I know their data can be accessed publicly, but I'm pretty sure it's under license. You cannot just use any old thing found in public... That's the biggest reasons the AI models are technically theft: they weren't licensed to commercially profit off of 99.99% of the things their LLMs are trained on, but the law and politicians are WAY behind the times. Commercial data they'd normally have to pay for is suddenly magically OK when laundered through an LLM...
Honest question: if you connect to say an FTP server, and there's no dialog claiming a EULA, would you be bound by one?
I don't know how they got the data, but the whole EULA thing would rely on there being proof Anna agreed to one, right? That seems a bit tricky.
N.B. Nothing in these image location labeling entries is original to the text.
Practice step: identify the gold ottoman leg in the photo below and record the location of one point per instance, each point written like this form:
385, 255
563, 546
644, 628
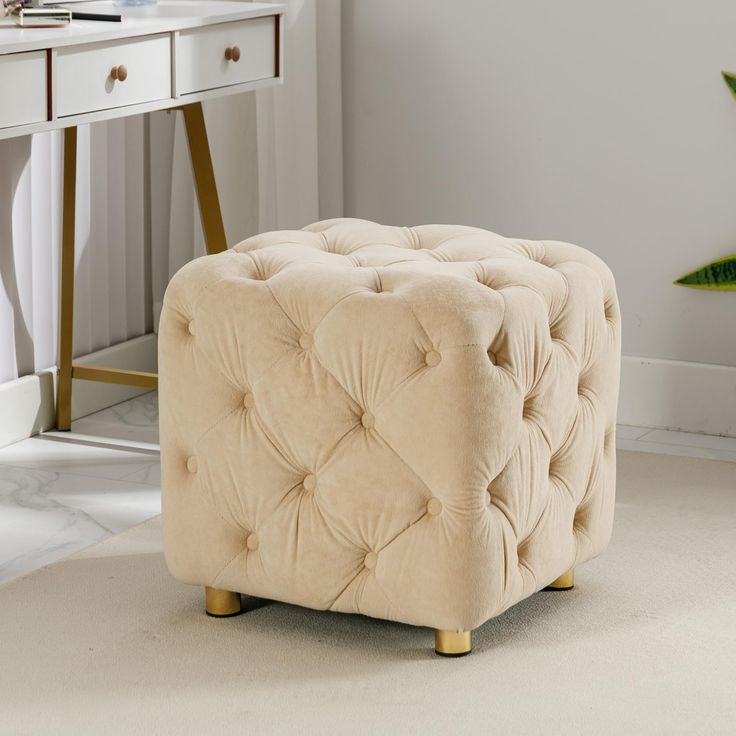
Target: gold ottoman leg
452, 643
221, 603
564, 582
As for "unauthorized access", if a path is available, and Anna used it, again with no warnings, where's the legal line?
Having been in civil court a few times, judges will ask people "do you have a document proving there was an agreement?", over any circumstance that could be misconstrued, or is a verbal claim.
No doc, verbal claim is dismissed unless other party admits to the verbal claim in court, to the judge.
Just seems to me EULAs are terribly hard to enforce.
Again, I'm more thinking out loud. I have no idea how these cases tend to proceed.
You are generally required to put up unauthorized access warnings.
Similar to how you have to post "no trespassing" signs if you don't want to be trespassed.